Partinin programındaki en büyük gündem maddesi ise Birleşik Krallık’ın parçası olan Kuzey İrlanda’nın İrlanda ile birleşmesi; bunun için de iktidara gelmeleri takdirinde İngiltere’nin beş yıl içinde bir referandum düzenlemesi için baskı kuracaklarını öne sürüyorlar.
Yeniden seçime gidilebilir
Partinin lideri McDonald, Yeşiller ve diğer küçük sol partilerle koalisyon görüşmeleri gerçekleştirerek Fine Gael ve Fianna Fáil olmadan bir hükümet kurmaya çalışacaklarını söyledi.
Ancak Fine Gael ya da Fianna Fáil partileriyle bir hükümet kurma ihtimalini de tamamen görmezden gelmedi.
Başbakan Varadkar, partisi Fine Gael’in Sinn Fein ile iktidara girmeyeceğini yinelerken Fianna Fail lideri Micheal Martin’in bu konuda eskisi kadar katı bir tutum içinde olmadığı görüldü.
Koalisyon görüşmelerinden bir sonuç alınamaması takdirinde ülke tekrar seçime gidebilir.
Şimdiye kadar ülkeyi Fine Gael ve Fianna Fail partilerinin yönettiği görülmüştü.

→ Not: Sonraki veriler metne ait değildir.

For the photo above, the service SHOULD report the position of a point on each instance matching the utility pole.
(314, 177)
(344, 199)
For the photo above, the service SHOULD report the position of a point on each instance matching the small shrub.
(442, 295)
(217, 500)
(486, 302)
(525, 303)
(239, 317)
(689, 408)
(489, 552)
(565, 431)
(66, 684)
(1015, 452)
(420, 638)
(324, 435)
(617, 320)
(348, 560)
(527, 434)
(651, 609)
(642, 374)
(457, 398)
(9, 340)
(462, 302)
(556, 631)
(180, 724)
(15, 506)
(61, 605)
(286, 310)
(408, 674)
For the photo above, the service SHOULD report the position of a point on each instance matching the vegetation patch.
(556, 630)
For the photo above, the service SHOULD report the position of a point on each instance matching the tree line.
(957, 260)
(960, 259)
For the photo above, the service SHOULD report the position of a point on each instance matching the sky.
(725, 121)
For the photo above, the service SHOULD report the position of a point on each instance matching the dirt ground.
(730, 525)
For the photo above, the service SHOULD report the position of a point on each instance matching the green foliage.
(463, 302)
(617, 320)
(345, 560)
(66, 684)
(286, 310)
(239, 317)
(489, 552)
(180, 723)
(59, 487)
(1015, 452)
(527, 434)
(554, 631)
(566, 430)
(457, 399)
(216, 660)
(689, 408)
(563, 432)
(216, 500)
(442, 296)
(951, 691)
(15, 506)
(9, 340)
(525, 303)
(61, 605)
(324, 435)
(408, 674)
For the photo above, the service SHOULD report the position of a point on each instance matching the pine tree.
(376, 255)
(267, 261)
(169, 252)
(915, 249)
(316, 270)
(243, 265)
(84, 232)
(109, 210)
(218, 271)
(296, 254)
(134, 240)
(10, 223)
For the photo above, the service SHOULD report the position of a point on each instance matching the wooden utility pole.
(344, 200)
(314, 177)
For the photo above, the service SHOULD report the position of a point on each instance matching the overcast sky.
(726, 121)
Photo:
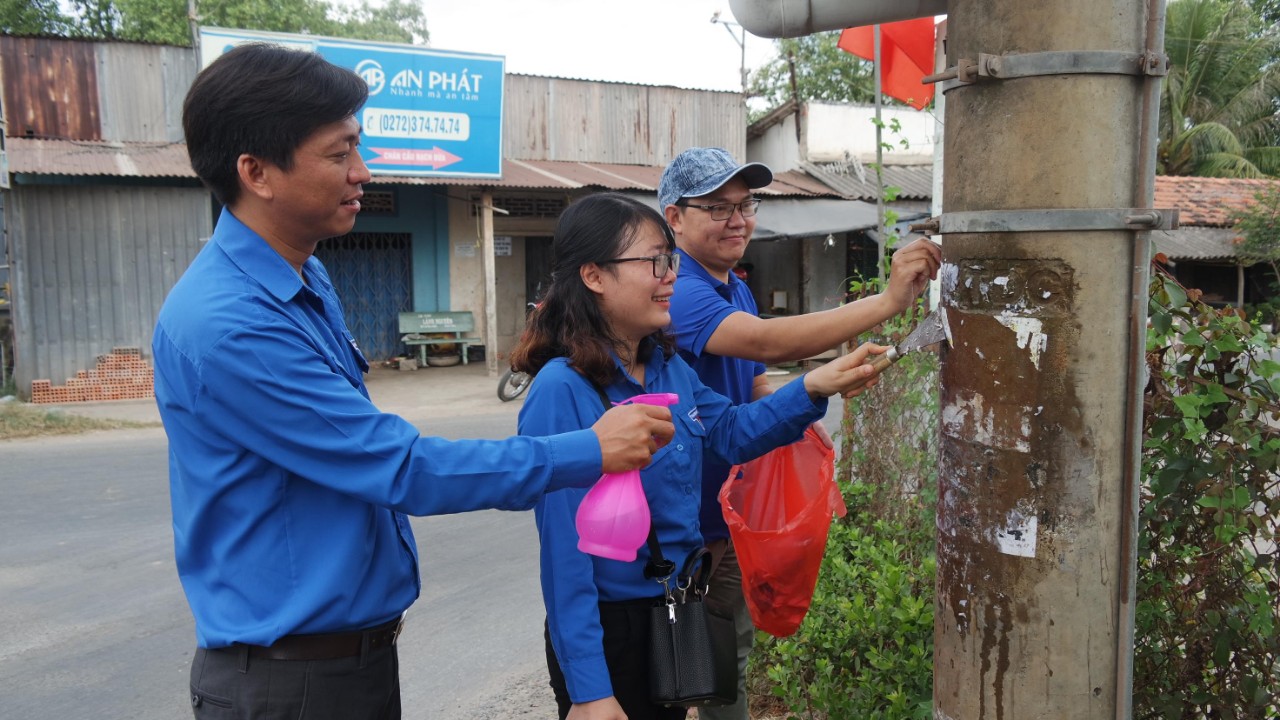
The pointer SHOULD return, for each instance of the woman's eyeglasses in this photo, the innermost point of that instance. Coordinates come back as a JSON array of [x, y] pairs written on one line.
[[661, 263]]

Sinn Fein, çatışmaların yaşandığı özellikle 1970’ler boyunca IRA’nın siyasi kolu olarak adlandırılıyordu, 1998 Hayırlı Cuma Anlaşması’na kadar ise uçlarda bir parti olarak görülmekteydi.
Ancak özellikle son seçimlerde gelir adaletsizliğine vurgu yapması dolasıyla gençlerin desteğini kazanmayı başardı.